Dans le cadre du programme ENERGIES, mis en oeuvre par la Commission de l’océan Indien (COI) et financé par l’Union européenne, le Programme régional d’efficacité énergétique (PREE) a été lancé hier à Antananarivo, Madagascar. Ce dernier se base sur l’exemple du Programme national d’efficacité énergétique mauricien (PNEE), qui consiste en la réalisation d’audits énergétiques dans les entreprises du secteur privé local. Le PNEE, cogéré par Business Mauritius et le ministère de l’Énergie et des Services publics, et financé par l’Agence française de développement, prévoit de réaliser 100 audits dans trois grands secteurs d’activité (textile, hôtellerie et grande distribution) mais aussi dans les industries utilisant la vapeur, le froid, l’air comprimé, les moteurs, les pompes et ventilateurs, ou encore l’eau chaude solaire.  
La cérémonie de lancement a été l’occasion pour Hamada Madi, secrétaire général de la COI, et Raj Makoond, CEO de Business Mauritius, de signer un accord de partenariat visant à la construction du PREE. Ce dernier pointe le même objectif que celui du PNEE auprès des opérateurs économiques de la région.
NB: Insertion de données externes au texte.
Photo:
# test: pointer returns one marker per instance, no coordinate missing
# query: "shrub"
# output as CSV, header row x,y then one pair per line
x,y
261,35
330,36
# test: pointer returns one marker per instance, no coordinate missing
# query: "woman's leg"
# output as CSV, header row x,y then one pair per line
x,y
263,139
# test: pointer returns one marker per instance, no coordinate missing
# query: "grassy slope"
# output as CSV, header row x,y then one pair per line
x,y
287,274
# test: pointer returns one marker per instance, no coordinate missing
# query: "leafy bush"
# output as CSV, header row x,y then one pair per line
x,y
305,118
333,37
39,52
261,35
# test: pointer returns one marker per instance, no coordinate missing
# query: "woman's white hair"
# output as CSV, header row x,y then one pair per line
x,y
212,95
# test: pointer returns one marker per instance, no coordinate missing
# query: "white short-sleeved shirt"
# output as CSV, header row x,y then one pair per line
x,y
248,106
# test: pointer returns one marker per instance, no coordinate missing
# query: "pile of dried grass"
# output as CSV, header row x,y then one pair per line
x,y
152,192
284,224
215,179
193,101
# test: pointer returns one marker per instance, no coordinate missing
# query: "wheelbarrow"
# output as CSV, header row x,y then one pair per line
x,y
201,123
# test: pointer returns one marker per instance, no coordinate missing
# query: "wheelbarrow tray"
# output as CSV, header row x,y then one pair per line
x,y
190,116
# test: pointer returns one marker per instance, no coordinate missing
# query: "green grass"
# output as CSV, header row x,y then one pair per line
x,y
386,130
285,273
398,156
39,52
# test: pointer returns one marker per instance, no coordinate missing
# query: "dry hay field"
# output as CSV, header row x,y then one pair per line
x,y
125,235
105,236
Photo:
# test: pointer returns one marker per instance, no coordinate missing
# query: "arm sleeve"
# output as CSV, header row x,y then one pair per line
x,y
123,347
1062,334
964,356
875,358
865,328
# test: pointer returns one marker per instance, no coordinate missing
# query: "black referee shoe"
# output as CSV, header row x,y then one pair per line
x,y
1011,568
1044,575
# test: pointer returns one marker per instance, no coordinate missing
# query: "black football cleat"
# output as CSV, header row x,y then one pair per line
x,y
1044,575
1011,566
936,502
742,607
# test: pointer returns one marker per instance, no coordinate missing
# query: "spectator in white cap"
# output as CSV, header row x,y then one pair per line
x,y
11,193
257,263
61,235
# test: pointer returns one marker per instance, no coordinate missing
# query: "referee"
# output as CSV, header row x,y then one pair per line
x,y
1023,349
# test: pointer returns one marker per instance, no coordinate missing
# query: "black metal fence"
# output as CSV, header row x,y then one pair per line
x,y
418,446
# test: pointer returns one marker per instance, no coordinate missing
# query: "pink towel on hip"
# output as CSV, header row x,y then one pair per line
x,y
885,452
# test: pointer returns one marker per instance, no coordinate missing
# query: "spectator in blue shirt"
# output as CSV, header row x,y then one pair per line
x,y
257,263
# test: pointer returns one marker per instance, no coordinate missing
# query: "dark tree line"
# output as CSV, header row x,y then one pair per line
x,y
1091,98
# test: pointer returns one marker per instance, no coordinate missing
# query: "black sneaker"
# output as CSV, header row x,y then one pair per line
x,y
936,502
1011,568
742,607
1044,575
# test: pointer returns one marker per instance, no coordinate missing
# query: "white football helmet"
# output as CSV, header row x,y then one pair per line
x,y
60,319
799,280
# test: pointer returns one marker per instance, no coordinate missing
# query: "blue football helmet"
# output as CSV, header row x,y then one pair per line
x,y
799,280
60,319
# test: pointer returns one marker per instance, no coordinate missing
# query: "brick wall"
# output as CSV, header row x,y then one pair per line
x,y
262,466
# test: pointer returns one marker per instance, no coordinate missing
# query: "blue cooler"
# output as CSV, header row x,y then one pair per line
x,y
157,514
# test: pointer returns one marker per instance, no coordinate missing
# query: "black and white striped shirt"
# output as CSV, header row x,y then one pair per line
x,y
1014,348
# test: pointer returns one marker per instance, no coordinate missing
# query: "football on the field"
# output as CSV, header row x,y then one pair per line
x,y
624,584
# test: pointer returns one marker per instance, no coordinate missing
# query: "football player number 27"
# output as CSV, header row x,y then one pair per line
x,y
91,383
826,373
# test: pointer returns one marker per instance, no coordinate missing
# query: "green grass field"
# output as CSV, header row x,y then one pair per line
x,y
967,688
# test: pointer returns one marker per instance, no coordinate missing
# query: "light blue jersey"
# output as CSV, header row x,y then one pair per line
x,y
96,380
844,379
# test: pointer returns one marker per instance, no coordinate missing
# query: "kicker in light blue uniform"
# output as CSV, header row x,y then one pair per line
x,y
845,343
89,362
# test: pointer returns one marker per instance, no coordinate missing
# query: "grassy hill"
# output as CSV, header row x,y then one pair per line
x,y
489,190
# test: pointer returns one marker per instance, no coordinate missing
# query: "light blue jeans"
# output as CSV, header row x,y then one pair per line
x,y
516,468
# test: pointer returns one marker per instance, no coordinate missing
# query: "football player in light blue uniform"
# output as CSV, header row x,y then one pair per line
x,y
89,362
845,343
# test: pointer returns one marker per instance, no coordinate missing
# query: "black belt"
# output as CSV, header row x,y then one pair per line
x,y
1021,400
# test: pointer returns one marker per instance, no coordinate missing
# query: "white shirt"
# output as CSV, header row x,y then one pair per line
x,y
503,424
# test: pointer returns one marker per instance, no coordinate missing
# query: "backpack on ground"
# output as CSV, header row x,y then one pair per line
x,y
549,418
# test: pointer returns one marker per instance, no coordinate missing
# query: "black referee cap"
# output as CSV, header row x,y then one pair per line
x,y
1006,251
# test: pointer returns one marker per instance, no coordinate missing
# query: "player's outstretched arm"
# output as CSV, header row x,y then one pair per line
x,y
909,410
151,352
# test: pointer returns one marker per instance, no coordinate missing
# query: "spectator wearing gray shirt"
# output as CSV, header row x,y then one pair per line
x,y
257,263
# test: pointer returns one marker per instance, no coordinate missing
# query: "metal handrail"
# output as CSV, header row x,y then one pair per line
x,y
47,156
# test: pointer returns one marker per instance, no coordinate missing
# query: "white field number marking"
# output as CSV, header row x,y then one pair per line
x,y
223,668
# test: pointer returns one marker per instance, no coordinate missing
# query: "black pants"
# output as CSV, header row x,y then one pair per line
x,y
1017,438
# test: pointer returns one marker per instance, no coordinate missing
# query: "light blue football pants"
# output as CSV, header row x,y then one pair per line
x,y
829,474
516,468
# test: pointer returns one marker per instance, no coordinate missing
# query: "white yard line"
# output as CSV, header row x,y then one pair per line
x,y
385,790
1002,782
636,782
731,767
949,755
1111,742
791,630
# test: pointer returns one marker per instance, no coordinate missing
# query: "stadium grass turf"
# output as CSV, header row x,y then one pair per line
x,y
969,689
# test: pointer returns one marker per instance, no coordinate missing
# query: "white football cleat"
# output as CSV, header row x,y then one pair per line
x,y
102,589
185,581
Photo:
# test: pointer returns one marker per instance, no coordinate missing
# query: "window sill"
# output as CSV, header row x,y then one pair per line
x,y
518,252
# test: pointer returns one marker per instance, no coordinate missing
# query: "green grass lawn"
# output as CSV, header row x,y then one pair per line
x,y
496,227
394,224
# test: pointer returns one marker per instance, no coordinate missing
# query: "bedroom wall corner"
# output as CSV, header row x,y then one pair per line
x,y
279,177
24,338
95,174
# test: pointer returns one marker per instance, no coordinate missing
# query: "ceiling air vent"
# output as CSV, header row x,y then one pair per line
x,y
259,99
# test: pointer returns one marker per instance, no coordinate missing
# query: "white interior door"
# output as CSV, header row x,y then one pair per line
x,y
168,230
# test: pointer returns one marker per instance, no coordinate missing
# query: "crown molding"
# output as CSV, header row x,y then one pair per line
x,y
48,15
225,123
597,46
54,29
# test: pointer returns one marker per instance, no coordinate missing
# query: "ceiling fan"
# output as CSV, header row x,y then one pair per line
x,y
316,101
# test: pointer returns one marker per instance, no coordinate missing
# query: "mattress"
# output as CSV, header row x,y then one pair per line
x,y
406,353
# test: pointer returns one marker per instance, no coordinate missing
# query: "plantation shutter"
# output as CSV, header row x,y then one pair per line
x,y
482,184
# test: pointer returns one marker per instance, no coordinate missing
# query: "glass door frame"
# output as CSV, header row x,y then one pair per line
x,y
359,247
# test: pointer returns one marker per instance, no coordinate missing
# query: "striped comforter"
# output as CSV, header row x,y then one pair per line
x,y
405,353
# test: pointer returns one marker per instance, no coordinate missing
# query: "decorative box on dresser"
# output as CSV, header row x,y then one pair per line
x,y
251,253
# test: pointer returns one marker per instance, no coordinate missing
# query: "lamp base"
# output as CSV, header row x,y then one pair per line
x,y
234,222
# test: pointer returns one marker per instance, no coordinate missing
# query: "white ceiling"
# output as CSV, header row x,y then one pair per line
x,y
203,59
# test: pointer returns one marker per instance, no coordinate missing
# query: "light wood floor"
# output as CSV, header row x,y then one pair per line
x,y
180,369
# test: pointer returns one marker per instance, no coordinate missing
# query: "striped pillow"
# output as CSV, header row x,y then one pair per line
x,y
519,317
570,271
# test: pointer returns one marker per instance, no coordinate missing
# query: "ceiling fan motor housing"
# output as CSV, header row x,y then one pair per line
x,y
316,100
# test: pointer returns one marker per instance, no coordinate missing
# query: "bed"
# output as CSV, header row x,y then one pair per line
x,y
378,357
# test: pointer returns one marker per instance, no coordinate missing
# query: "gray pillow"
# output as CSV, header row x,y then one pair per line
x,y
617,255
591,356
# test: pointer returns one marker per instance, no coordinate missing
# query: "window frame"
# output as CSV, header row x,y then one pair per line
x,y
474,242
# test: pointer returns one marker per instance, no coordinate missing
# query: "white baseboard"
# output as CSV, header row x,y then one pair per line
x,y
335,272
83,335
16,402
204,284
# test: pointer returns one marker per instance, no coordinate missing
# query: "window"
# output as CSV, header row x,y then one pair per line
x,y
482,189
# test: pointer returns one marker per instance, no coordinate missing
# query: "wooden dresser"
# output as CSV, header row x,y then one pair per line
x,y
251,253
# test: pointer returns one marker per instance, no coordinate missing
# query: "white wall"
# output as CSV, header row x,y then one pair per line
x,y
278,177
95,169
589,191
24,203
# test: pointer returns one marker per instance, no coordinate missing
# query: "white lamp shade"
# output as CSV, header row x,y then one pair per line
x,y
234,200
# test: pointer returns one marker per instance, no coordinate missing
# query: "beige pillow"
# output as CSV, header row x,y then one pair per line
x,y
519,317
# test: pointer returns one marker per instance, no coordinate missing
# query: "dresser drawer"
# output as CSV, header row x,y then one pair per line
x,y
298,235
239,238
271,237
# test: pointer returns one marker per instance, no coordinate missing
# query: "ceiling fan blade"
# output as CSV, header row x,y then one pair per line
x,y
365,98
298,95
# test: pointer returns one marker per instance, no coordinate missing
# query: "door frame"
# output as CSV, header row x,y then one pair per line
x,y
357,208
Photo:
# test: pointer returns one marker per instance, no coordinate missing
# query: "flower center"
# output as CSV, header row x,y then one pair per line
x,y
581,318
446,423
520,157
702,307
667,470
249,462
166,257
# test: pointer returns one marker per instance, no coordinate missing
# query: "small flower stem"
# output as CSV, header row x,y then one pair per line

Cette démarche s’intègre dans les activités du programme COI-ENERGIES pour la mobilisation du secteur privé dans la promotion des énergies renouvelables.
En partant de l’expérience mauricienne, la COI proposera aux industriels et aux opérateurs du secteur tertiaire de ses autres pays membres de mener une démarche concertée visant d’abord à réaliser une cartographie des potentiels d’efficacité énergétique. « Ce Programme régional d’efficacité énergétique est un exemple concret de l’utilité de notre coopération régionale (…) et un authentique levier de croissance durable pour nos entreprises et pour nos pays », a déclaré Hamada Madi, secrétaire général de la COI, lors de la cérémonie de lancement. « Il s’agit de soutenir les opérateurs économiques dans leur démarche de consommation responsable, judicieuse, en un mot efficace, de l’énergie utilisée », a-t-il poursuivi. Ces opérateurs économiques pourront ainsi diminuer leurs coûts d’opération et renforcer leur démarche durable, en accord avec les contraintes du secteur énergétique des îles de l’Indianocéanie.